Maybe proponents will explain more about why this measure is needed.



Assembly Constitutional Amendment 17, which is now before California voters as Proposition 71, passed both houses of the Legislature with Republican and Democratic support. There was not a single “NO” vote cast. Why? Because, in bi-partisan fashion, lawmakers agreed that Proposition 71 is a minor, technical yet necessary fix. Proposition 71 clarifies an issue that may arise as a result of more voters choosing to cast their vote by mail.

Current law requires that ballot initiatives go into effect the day after the election. Proposition 71 simply clarifies existing law to be consistent with the reality that in some instances the results of elections may not be determined for several days after the election.

The California State Senate analysis notes: “Proposition 71 will delay the enactment of initiative or referenda until five days after the Secretary of State releases the Statement of Vote.

By delaying the enactment until after the vote has been certified, this measure ensures that the true and correct implementation of ballot measures occurs.”

Under California law, all changes to the Constitution must be approved by the voters. The Legislature cannot, on its own, delay implementation of voter enacted initiatives. In 1970, no one anticipated the growth in votes being cast by mail as we are seeing today. Proposition 71 is a minor, simple fix intended to clarify existing law.

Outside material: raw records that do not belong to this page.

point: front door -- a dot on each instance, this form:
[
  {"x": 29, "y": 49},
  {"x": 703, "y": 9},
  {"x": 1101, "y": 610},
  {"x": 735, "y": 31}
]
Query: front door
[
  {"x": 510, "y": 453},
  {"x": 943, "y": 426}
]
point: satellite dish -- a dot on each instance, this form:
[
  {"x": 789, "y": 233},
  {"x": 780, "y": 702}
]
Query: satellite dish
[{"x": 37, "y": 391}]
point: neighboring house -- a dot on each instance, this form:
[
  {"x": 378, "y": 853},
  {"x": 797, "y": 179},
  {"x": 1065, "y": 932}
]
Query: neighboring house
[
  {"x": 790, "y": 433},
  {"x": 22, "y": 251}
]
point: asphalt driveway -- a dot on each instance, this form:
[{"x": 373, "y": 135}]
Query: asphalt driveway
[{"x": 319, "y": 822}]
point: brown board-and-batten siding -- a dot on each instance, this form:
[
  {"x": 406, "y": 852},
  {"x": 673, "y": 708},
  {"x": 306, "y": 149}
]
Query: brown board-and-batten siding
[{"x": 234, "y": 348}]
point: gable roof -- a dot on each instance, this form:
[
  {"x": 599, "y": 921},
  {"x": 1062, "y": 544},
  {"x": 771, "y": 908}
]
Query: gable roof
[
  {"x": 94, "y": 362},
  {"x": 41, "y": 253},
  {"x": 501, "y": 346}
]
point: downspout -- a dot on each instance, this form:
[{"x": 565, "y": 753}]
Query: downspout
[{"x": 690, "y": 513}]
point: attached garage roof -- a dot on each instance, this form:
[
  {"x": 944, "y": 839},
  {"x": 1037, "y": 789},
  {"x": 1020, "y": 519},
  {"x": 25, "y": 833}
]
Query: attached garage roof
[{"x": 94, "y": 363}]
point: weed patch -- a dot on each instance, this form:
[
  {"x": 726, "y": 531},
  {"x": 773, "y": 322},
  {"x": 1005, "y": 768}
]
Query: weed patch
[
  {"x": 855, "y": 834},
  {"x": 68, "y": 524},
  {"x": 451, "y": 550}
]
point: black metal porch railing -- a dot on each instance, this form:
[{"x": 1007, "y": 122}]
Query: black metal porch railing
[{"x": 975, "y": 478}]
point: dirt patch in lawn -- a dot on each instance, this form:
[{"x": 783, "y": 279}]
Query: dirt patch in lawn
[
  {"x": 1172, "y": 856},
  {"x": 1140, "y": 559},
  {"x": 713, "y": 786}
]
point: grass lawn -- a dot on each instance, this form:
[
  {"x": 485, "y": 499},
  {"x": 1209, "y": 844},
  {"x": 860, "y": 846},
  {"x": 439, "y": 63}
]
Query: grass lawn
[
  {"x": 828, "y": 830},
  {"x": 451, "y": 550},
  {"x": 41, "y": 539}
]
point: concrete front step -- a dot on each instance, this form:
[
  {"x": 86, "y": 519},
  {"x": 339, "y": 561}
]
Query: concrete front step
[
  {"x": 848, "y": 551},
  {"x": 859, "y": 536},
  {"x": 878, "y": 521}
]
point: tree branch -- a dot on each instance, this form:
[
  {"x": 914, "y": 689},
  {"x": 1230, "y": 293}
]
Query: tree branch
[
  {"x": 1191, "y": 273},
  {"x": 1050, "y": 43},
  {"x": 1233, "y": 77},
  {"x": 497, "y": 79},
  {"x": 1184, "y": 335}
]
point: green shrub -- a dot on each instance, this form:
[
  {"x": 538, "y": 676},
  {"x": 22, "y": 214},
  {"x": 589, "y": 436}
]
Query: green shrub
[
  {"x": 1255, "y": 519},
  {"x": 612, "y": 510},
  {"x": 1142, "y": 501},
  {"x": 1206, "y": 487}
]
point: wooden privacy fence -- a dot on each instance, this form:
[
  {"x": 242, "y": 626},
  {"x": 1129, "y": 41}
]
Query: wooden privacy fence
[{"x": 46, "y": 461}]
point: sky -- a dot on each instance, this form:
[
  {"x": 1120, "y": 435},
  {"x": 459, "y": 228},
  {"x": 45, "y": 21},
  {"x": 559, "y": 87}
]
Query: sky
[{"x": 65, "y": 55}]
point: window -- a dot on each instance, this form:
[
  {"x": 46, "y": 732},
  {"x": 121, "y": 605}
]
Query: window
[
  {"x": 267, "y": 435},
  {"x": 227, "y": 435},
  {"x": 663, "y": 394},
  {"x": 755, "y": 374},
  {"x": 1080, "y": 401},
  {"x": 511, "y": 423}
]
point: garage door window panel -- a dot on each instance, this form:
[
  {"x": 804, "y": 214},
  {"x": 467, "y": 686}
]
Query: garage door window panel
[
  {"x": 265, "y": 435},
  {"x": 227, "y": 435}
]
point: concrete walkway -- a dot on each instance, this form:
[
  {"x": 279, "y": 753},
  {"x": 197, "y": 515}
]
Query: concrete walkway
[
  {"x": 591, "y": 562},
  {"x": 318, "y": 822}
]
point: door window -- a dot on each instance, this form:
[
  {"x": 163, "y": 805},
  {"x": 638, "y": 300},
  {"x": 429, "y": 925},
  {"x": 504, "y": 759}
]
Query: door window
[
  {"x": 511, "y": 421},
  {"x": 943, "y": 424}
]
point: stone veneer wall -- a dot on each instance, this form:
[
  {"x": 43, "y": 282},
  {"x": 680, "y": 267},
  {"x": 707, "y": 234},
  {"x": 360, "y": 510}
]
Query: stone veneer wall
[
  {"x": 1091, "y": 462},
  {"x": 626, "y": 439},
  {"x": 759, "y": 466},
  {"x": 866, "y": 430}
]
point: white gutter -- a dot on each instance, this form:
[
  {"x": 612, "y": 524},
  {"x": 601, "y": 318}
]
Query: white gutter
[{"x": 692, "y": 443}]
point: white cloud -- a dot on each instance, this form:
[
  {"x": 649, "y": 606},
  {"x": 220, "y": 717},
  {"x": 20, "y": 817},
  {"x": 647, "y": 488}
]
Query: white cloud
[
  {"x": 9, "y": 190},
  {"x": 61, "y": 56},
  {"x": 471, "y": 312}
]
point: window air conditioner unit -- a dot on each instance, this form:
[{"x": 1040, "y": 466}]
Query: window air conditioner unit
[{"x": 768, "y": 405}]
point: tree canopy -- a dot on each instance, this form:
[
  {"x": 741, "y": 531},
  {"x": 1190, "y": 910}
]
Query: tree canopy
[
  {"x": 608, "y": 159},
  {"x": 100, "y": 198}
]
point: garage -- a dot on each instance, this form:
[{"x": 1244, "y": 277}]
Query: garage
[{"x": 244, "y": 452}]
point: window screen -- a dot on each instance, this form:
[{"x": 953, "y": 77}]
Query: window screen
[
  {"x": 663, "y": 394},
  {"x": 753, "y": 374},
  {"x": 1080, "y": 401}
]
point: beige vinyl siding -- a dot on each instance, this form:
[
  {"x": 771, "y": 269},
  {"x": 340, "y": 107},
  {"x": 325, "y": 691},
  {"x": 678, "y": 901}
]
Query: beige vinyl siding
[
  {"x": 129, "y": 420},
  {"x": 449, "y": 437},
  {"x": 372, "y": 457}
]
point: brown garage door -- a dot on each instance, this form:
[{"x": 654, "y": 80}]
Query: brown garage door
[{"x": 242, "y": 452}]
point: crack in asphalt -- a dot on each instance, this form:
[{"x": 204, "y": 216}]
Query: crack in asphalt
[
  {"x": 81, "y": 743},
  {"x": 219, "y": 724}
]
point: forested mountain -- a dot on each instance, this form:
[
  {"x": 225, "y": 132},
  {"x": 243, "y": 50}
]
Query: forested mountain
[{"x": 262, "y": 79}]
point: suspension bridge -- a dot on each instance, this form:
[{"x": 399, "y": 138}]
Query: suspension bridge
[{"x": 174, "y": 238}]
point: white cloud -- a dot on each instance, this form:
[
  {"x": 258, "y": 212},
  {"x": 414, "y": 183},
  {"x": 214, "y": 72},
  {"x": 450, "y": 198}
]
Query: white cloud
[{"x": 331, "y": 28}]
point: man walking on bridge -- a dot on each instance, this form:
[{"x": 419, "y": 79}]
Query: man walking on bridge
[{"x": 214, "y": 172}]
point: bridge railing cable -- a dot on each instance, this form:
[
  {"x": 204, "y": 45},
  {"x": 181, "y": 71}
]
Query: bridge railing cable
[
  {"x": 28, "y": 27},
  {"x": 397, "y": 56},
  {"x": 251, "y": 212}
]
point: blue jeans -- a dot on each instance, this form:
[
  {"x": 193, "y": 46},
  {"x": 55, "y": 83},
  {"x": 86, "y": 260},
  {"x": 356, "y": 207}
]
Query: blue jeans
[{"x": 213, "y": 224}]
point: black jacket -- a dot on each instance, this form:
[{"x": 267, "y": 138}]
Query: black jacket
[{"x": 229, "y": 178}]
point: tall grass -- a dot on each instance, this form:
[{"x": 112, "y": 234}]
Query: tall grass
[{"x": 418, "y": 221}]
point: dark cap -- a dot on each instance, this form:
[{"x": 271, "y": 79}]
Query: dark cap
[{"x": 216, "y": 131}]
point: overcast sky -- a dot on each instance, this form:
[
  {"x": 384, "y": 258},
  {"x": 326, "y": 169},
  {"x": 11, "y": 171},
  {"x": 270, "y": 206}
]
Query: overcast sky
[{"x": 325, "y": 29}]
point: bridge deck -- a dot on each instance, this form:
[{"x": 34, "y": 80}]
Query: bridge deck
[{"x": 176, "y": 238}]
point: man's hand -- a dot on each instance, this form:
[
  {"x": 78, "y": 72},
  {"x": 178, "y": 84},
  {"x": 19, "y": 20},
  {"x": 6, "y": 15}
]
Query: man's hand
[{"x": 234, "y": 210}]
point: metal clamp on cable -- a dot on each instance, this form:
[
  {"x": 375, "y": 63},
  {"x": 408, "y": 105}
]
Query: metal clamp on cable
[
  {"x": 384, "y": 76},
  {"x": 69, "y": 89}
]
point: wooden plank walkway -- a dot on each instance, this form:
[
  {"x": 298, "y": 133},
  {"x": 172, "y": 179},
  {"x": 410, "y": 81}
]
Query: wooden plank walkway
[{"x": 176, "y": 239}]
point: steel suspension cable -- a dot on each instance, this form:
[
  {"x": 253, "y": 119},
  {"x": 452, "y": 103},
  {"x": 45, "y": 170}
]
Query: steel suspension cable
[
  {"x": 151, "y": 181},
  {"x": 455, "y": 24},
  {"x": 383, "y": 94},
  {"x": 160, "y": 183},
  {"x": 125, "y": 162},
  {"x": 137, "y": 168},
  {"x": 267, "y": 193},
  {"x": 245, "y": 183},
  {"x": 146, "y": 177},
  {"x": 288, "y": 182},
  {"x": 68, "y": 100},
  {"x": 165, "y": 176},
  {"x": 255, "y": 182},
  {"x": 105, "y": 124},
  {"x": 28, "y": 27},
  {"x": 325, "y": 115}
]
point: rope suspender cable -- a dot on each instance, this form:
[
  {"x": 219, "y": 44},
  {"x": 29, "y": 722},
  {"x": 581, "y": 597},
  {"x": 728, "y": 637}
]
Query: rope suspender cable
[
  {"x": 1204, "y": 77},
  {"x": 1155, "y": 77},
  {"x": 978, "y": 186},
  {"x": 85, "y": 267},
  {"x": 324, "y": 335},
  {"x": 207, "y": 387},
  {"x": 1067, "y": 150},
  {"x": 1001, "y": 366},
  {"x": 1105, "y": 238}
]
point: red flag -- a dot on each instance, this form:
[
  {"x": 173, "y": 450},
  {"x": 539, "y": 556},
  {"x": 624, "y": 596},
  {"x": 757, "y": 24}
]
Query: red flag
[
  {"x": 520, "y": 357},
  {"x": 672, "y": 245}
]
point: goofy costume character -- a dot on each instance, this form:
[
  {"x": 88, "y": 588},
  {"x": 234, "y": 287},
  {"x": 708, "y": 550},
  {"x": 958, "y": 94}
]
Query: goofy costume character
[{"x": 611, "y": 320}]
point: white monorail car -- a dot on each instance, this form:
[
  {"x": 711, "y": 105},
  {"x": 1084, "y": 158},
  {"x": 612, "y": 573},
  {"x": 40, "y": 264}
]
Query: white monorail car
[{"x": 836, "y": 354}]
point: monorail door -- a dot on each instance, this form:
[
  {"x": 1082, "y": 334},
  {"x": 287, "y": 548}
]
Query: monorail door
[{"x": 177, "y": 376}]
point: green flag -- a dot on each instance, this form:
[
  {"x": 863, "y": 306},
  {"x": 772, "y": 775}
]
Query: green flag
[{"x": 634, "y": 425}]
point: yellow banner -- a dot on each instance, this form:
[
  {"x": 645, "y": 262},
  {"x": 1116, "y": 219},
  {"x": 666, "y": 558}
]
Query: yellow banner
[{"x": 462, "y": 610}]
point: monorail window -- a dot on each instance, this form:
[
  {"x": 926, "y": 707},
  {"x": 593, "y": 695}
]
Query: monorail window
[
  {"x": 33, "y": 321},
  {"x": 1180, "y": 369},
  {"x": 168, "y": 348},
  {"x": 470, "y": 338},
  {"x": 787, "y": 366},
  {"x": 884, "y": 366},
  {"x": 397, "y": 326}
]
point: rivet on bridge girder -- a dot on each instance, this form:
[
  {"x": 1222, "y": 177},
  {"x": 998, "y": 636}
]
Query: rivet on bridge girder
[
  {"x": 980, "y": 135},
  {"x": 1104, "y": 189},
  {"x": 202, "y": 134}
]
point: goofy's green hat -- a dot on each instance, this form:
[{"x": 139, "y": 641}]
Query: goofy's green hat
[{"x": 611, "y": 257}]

Please vote YES on Proposition 71.

KEVIN MULLIN, Speaker pro Tempore

California State Assembly, District 22

MARC BERMAN, Chair, Assembly Committee on Elections and Redistricting

California State Assembly, District 24

HENRY STERN, Chair, Senate Committee on Elections and Constitutional Amendments

California State Senate, District 27

Arguments printed on this page are the opinions of the authors, and have not been checked for accuracy by any official agency.